Aprile 4th, 2017 Riccardo Fucile

NON SOLO A CAUSA DELLO “SVUOTACARCERI”, MA ANCHE DELLE LENTEZZE BUROCRATICHE CHE FANNO SCADERE I TERMINI DELLA CUSTODIA CAUTELARE

Alessia e Christian sono due rapinatori. Il 13 settembre scorso hanno drogato Valentino mescolando benzodiazepine alla sua bibita, gli hanno rubato il portafogli e il bancomat, lo hanno mandato all’ospedale.
La polizia li ha beccati grazie alla telecamera della banca da cui hanno prelevato con la carta. Christian ha confessato subito, quindi i due hanno patteggiato la pena per il reato dell’articolo 628 del codice penale. La rapina, appunto.
Quando non è aggravata, sono previsti da tre a dieci anni di prigione. Ma Alessia F. e Christian C. non hanno mai fatto un giorno di carcere.
Questa storia, piccola ma simbolica, arriva da Pescara e traduce in fatti quel sentimento sempre più diffuso in una parte dell’opinione pubblica che ritiene che in Italia non vi sia certezza della pena.
Che ladri e rapinatori, cioè, non vengano perseguiti come si dovrebbe o evitino quasi sempre di pagare per i loro crimini. Ancora due giorni fa è stato il sindaco di Budrio Giulio Perini a rilanciare il tema, dopo l’omicidio del barista Davide Fabbri: “L’unica giustizia è quella della legge, occorre la certezza della pena”.
L’argomento è assai complesso, e investe tutto il sistema della giustizia.
A Pescara, per dire, i due rapinatori Alessia e Christian hanno potuto beneficiare degli effetti del decreto Svuotacarceri, che impedisce la custodia cautelare dietro le sbarre (salvo per reati più gravi) se si prevede che sarà  inflitta una pena non superiore ai tre anni alla fine del processo.

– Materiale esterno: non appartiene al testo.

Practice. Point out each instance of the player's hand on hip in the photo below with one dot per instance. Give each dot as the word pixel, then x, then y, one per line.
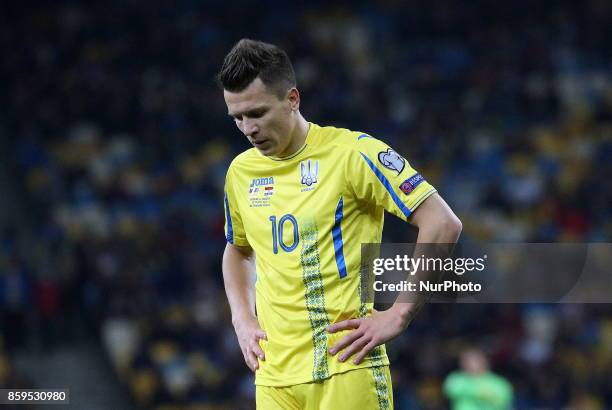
pixel 368 333
pixel 249 334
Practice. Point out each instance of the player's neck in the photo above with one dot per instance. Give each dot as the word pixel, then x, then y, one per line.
pixel 300 131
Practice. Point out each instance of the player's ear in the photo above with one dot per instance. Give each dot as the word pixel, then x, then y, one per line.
pixel 294 99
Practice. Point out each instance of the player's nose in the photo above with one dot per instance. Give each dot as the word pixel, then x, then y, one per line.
pixel 250 128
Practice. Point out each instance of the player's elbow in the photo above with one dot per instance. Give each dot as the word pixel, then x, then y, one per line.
pixel 446 227
pixel 451 227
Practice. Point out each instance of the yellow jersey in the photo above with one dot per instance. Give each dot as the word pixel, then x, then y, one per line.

Per Alessia, che ha fatto da esca e ha drogato la sua vittima, è bastato l’obbligo di dimora a Pescara per un anno. Poi con il patteggiamento, le attenuanti generiche, il peso della fedina penale fino ad allora pulita, la sospensione condizionale della pena, i due rapinatori hanno chiuso la questione senza scontare neanche un giorno.
Un caso limite, certo. Quasi sempre infatti, i responsabili di rapine e furti nelle abitazioni che vengono presi in flagranza o a seguito di un’indagine, in carcere ci finiscono.

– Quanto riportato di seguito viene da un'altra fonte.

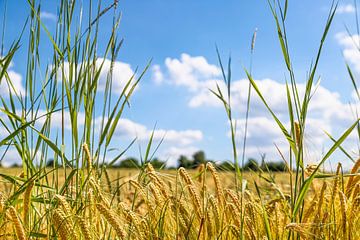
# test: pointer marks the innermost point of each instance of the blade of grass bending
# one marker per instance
(264, 213)
(122, 153)
(353, 80)
(340, 147)
(283, 129)
(67, 181)
(46, 30)
(305, 186)
(148, 147)
(52, 145)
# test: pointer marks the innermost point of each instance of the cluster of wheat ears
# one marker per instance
(152, 204)
(158, 208)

Il problema è che poi non ci rimangono quanto dovrebbero. Alcuni dati ufficiali, e inediti, del Dipartimento dell’amministrazione penitenziaria dimostrano infatti che il richiamo dei sindaci alla certezza della pena non è poi così campato in aria.

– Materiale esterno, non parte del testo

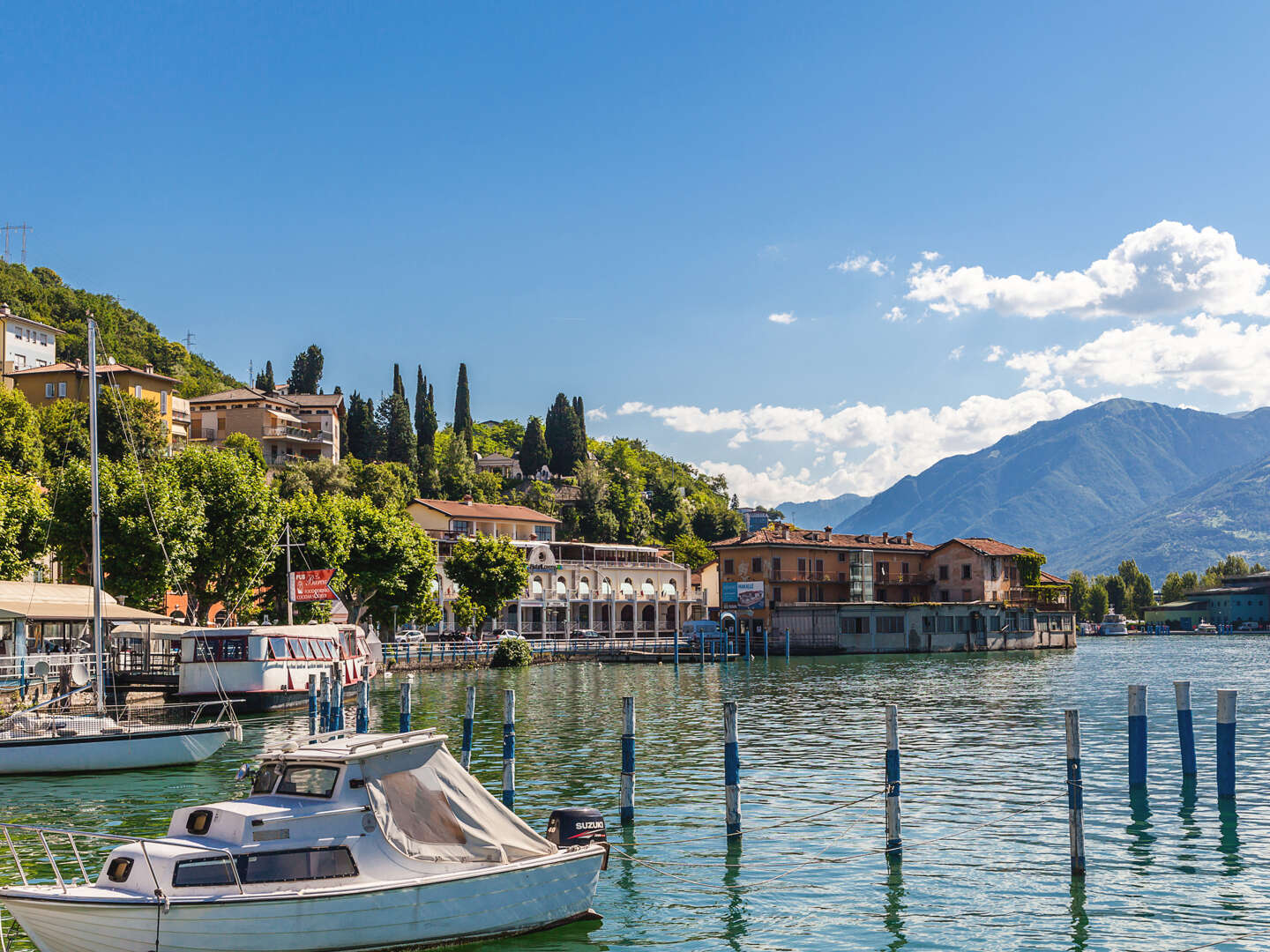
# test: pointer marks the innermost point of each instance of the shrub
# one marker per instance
(512, 652)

Nel 2015 nel nostro Paese sono state arrestate 10.203 persone con l’accusa di rapina: la metà  di queste è già  uscita.
Ad oggi 3.573 sono state scarcerate per proscioglimento o decorrenza dei termini, che significa che gli indagati erano sottoposti a custodia cautelare per evitare che scappassero o ritornassero a rapinare, ma poichè il processo tardava ad arrivare, il magistrato li ha rimessi in libertà .
Altri 1.741 detenuti, invece, non sono più in cella perchè sono stati concessi loro i domiciliari o l’affidamento ai servizi sociali.
Sommando le due cifre, fa il 50 per cento. Uno su due.